Friday, September 14, 2012

Building A Real World part 2

When I begin my world building process, it’s hard to know where to start. There’s just so much that needs created to make the world feel real. I’m sure every writer has felt like this at one point. The best advice I can give is to start where you’re most comfortable.

Here is a quick set of areas needed for a world to feel real.

1.    Characters.

2.    Places.

3.    Storyline.

4.    Laws of man.

5.    Laws of nature/magic/science

            I’ve always felt I was best at getting the story plotlines together, but sadly that’s a horrible place to start. What I had to do was come up with a few characters first. I wrote down a minimum set of characters and worked on them a bit. Most genres will have some specific type of character like the hero and villain, and their friends/minions.

            After I had a small scale of character roughly worked out, I used story plotting to guide me through the rest of the way. Nazarea once stated that she will have written her query months in advance of completing her novels first draft. This is a great tool to use to help one world build with story plotting. It lets you find holes in the plotlines, which shows us where we need to focus on. It could be that we’ll need more characters, how the character should interact, or even something to do with the basic nature laws of the world. And remember to use your CP’s. Bounce ideas off them, and don’t worry about giving away secrets.
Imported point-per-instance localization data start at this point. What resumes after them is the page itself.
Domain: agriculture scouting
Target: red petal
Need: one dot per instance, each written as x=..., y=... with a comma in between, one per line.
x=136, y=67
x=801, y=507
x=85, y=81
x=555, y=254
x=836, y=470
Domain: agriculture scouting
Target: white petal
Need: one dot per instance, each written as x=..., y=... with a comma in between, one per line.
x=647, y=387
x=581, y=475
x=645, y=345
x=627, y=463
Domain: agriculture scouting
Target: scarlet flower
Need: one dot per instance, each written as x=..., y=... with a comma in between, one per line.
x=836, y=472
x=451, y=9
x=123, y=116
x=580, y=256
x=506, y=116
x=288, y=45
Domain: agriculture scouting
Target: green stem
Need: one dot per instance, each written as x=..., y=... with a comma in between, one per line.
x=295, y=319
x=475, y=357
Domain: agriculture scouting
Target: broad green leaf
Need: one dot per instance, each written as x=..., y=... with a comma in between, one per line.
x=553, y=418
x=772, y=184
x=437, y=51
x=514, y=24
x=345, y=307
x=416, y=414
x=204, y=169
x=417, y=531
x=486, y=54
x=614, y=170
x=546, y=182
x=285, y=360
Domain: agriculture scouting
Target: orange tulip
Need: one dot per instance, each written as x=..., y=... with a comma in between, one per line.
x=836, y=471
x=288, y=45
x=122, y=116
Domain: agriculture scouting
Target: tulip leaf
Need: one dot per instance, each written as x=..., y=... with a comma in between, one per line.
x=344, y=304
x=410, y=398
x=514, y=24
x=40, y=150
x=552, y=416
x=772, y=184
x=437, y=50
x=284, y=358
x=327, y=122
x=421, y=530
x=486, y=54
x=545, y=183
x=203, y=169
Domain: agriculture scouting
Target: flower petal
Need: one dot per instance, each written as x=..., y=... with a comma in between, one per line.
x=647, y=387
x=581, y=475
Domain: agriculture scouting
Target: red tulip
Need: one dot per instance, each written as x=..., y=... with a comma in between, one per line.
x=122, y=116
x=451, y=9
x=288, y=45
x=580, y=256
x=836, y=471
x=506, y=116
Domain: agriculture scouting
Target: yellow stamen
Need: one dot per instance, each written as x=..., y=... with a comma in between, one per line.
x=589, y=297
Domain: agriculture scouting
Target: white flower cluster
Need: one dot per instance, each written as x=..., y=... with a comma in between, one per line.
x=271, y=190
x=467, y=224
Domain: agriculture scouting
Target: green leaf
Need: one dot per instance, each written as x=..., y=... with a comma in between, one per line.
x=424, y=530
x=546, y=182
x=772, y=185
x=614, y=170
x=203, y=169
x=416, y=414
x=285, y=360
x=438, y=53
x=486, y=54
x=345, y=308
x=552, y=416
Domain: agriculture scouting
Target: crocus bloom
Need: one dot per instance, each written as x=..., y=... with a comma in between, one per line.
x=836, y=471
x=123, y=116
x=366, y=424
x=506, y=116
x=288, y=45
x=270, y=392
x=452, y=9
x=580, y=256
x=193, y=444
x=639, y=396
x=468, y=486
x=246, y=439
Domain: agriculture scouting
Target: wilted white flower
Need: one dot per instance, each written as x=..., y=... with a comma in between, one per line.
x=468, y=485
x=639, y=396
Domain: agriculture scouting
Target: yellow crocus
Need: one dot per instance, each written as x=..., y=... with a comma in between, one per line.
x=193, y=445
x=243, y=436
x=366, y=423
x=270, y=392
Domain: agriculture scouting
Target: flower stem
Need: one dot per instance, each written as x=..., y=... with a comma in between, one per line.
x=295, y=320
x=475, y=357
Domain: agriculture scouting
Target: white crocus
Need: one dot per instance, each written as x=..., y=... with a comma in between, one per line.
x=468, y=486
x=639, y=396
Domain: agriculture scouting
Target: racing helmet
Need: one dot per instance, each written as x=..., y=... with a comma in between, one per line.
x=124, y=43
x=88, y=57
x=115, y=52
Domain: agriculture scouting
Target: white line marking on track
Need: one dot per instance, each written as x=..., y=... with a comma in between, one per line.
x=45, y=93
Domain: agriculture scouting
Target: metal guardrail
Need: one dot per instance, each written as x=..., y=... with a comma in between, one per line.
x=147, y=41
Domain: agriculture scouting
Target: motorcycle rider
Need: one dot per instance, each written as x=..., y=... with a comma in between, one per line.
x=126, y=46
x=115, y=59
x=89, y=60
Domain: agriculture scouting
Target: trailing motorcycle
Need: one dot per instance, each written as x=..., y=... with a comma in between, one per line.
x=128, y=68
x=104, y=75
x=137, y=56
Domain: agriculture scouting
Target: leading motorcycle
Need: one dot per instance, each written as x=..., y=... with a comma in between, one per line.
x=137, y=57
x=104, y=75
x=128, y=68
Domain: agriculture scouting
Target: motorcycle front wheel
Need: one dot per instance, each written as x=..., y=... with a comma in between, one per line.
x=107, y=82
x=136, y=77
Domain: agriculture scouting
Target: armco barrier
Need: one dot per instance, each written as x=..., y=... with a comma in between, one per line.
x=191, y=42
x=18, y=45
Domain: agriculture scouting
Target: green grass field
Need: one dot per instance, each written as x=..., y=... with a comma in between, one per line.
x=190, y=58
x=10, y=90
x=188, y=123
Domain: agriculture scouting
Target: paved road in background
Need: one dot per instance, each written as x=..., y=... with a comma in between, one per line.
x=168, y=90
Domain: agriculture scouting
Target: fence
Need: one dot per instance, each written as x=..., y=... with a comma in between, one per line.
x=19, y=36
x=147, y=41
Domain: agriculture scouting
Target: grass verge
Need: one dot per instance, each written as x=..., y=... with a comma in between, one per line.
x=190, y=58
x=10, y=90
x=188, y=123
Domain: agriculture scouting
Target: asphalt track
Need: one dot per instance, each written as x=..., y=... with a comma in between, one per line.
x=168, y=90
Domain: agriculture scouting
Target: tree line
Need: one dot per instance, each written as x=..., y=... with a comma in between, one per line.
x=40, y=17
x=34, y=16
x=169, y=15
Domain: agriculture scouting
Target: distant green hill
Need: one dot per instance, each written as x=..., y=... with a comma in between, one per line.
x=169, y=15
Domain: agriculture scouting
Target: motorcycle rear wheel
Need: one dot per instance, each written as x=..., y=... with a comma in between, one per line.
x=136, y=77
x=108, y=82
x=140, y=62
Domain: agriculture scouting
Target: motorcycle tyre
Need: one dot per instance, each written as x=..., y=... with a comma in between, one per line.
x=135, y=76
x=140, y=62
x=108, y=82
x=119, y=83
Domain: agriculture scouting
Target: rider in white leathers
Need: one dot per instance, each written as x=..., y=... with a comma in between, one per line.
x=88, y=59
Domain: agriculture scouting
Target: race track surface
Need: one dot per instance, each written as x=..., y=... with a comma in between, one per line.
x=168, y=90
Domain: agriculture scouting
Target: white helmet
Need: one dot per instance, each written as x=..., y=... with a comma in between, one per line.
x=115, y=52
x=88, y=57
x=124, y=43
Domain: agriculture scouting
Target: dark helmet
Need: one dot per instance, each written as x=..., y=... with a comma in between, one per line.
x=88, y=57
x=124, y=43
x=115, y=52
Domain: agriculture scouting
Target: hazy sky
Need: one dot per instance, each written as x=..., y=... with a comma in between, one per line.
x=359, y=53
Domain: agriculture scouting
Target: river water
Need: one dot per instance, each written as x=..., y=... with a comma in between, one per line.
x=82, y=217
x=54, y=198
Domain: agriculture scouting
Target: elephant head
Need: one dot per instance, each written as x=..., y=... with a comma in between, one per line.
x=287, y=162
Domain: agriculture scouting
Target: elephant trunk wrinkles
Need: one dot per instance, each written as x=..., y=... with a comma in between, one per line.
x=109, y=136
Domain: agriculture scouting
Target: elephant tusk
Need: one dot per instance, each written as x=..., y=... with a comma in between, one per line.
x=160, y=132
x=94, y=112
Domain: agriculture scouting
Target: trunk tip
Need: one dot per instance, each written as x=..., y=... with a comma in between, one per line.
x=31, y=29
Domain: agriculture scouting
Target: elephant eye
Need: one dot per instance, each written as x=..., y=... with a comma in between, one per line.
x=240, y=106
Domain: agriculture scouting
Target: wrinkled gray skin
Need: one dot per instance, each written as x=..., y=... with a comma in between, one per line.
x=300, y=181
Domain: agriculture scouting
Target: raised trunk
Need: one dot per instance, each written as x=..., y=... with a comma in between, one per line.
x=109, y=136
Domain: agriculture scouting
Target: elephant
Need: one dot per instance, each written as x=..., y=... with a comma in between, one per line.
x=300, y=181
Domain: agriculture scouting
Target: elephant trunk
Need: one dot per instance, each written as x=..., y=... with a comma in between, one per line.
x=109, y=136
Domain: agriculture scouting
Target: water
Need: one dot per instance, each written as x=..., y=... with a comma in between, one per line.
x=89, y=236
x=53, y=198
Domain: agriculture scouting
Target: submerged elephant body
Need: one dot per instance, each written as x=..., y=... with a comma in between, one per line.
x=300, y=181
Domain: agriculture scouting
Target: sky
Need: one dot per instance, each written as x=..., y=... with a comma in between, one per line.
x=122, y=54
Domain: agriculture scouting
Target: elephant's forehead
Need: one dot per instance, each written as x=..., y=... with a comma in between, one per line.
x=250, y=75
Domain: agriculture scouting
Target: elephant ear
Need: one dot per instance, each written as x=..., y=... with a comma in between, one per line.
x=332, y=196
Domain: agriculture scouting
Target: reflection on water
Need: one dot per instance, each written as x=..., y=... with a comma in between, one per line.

They’re there to help.

Sometimes when creating the world, there is a temptation to make it perfect. Several of my friends always get on me about how horrible my endings are. They want picture perfect, or what I like to call the Disney Effect. To this I always tell them to go watch The Matrix.

Confused? Let me explain. There is a part in the movie where Morpheus has been captured by the Agents and they’re holding him in a large skyscraper. As Agent Smith is interrogating Morpheus he expresses why he thinks humans didn’t accept the blissfully perfect world. “Human beings define their reality through misery.” This is great advice. Keep the world imperfect, or rather, make the imperfections your perfection.

So now you know how I work to build the world and get through my writers purgatory. Do you guys have any tips or another process that works for you?



  1. I start with an idea, but then I have to actually get characters for that idea, like you said. Because that's usually what the story is all about. After I have the idea and characters, I write the synopsis for the story. I try to keep it between 1000 to 1500 words. Twice I've written a story and then wrote the synopsis but... that's so much harder! By that point you have so many details of the story in your head that it's hard to decide what's really important and what's not.

    I do mild world building the first time around, but it's really in revising that I'm able to see what is needed to make the story feel real and able to add it in.

  2. Ah yes, the mistake of writing the story before the synopsis. I know it all too well. It's so hard not to add every neat little drama you've written. I share your pain JQ.